Fische, die den Himmel küssen

Also, zäumen wir das Pferd von hinten auf… Eigentlich wollte ich chronologisch von unseren Reisen berichten. Doch das klappt nicht, denn wir sind gerade mal wieder unterwegs und so fange ich eben damit an. Diesmal hat es und auf die Kanaren verschlagen, genauer gesagt nach Gran Canaria. Ein wunderbar geeigneter Ort, um den deutschen Winter zu verkürzen. Wir wohnen im Süden, in San Agustin und haben ein wirklich schönes, etwa 50 qm großes Appartment bezogen, mit Blick rüber auf die Dünenlandschaft von Maspalomas.

Die Insel bietet Sandstrände, aber auch beachtliche Berge und tiefe Canyons, quirliges Partyleben und wirkliche Einsamkeit, Badetage am Strand oder Wanderungen im Wald, es ist für jeden etwas dabei, Langeweile kommt da nicht auf.

Zumal gerade die Karnevalsaison begonnen hat. In vielen Orten gibt es Straßenumzüge.

Heute war ein riesiger Karnevalsumzug in Las Palmas. Die spanischen Machos gehen alle als Frauen verkleidet, es gibt Superhelden, Schlümpfe, Faune und Feen, agyptische Gottheiten und jede Menge Fantasiewesen in Gold und Glitzer zu bestaunen. Je bunter und abgefahrener, desto besser. Die Musik ist ohrenbetäubend, natürlich Salsa und jeder, wirklich jeder tanzt dazu. Es ist laut, lustig und fröhlich.

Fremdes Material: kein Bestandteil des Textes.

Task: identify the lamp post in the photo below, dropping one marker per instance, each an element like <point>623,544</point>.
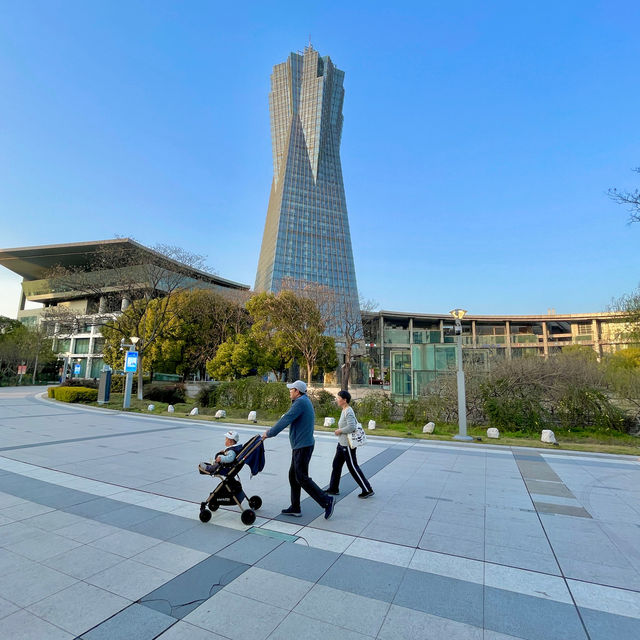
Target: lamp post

Nachdem wir uns dieses Spektakel in Agüimes angeschaut haben, fahren wir durch den netten Ort Arinaga, in dem dutzende, kleine Bronzefiguren von spielenden Kindern die Straße säumen nach Playa de Arinaga. Dort, an der Mole, stärken wir uns im “ Miramar“ mit Blick auf das glitzernde Meer und beobachten die vorbei flanierenden Menschen. Der Service des Lokals ist super, die Angestellten freundlich und flink, das Essen sehr lecker und auch noch recht günstig. Ein Cortado leche y leche rundet unser köstliches Mittagessen ab. Gut gerüstet setzen wir unseren Spaziergang entlang der Promenade, die komplett am Ort entlang führt, fort. Der Weg endet im Norden bei zwei ehemaligen Kalköfen, wo früher der Kalk zur Herstellung von Fassadenfarbe gebrannt wurde. Heute befindet sich dort ein Museum und das Restaurant “ Hornos del Cal“ . Dieser nördliche Teil der Promenade wird von gigantischen, bunten Fischskulpturen gesäumt, die äußerst pitotesk sind und je nach Betrachtungswinkel aussehen, als würden sie den Himmel küssen. Ein schöner, ruhiger Ort zum verweilen und den Tag genießen, allerdings sind die Strände nicht gut zum schwimmen geeignet, denn sie sind kiesig und es gibt hohe Wellen. Schon mehrmals wurde bei heftigen Stürmen die komplette Promenade überflutet und das Meer ließ große Steine zurück, die auch beträchtlichen Schaden anrichteten. Doch bei schönem Wetter ist es ein ruhiger, netter Ort, abseits der üblichen Touristenpfade.